26.2 C
Jakarta
Senin, 25 November, 2024

Geger! 88 Kasus Telegram Deepfake Hantui Korsel

JAKARTA – Kepolisian Korea Selatan (Korsel) untuk pertama kalinya mulai menyelidiki aplikasi perpesanan Telegram atas dugaan kelalaian dalam menangani kejahatan seks yang melibatkan konten deepfake, seperti dilaporkan Yonhap News mengutip pengarahan dari Kepala Kantor Penyelidikan Nasional.

Penyelidikan ini dilakukan oleh Kepolisian Metropolitan Seoul.
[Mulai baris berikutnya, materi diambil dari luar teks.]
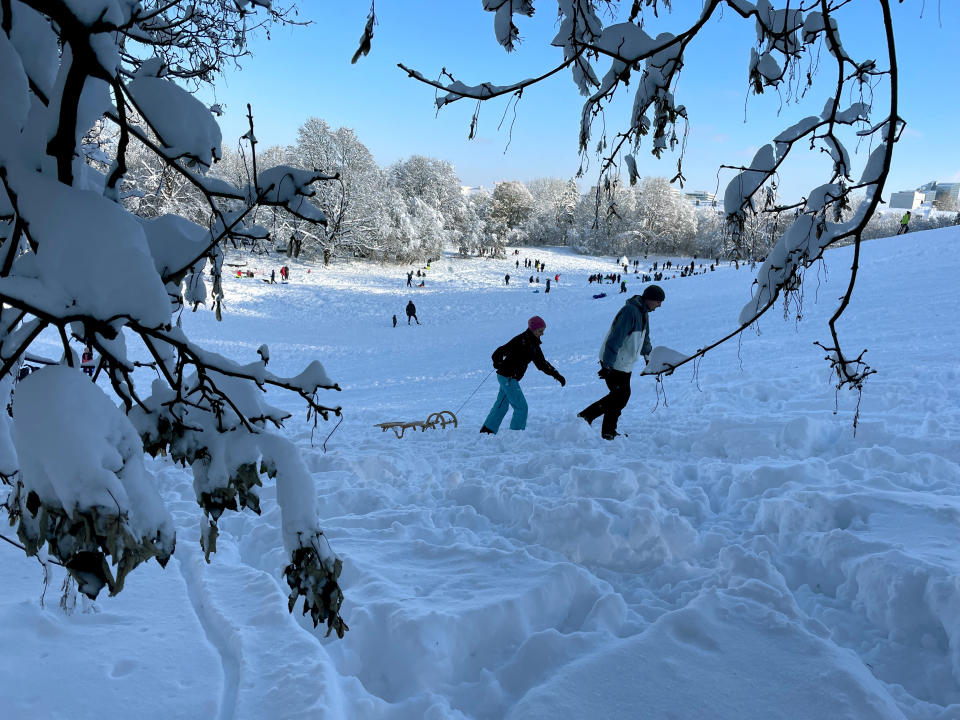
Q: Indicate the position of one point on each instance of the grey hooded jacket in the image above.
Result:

Menurut Woo Jong-soo, kepala kantor investigasi, seperti negara-negara lain, Telegram tidak kooperatif dalam memberikan materi kepada pihak berwenang.

Korsel pun berupaya menggunakan alat investigasi internal untuk mendapatkan materi terkait, ungkap Woo.

Marak Telegram Deepfake 

Penyelidikan ini diluncurkan beberapa hari setelah pemerintah Korsel meminta Telegram dan platform media sosial lainnya untuk menghapus gambar-gambar deepfake yang semakin marak.

Presiden Korsel, Yoon Suk Yeol, minggu lalu menyebut deepfake sebagai “kejahatan yang jelas” dan memerintahkan tindakan tegas terhadap penyebaran konten semacam itu.

Telegram dalam tanggapan email kepada Bloomberg menyatakan bahwa mereka secara aktif memantau konten berbahaya di platformnya, termasuk pornografi ilegal.

“Moderator kami memantau bagian publik dari platform dengan menggunakan alat AI dan menerima laporan dari pengguna untuk menghapus konten yang melanggar persyaratan layanan Telegram,” kata perusahaan tersebut.

Penyelidikan Korsel berlangsung bersamaan dengan berita penangkapan Pavel Durov, CEO Telegram, di Prancis pekan lalu atas tuduhan kejahatan termasuk penyebaran gambar seksual anak-anak.

Kasus Telegram Deepfake

Ada sebanyak 88 kasus, tambah Woo Jong-soo, yang terkait dengan deepfake dilaporkan ke polisi Korsel antara 26 hingga 29 Agustus, dibandingkan dengan 297 kasus dalam tujuh bulan hingga Juli.

Korsel berencana mencari kerja sama dengan otoritas Prancis atau organisasi internasional lainnya dalam penyelidikan terhadap Telegram.

Pada 27 Agustus, Badan Kepolisian Korsel mengumumkan tindakan keras terhadap penggunaan alat AI untuk memalsukan gambar dan video eksplisit, sesuai dengan siaran pers kepolisian. Bloomberg melaporkan bahwa panggilan yang dilakukan ke pihak kepolisian Korsel belum mendapat tanggapan.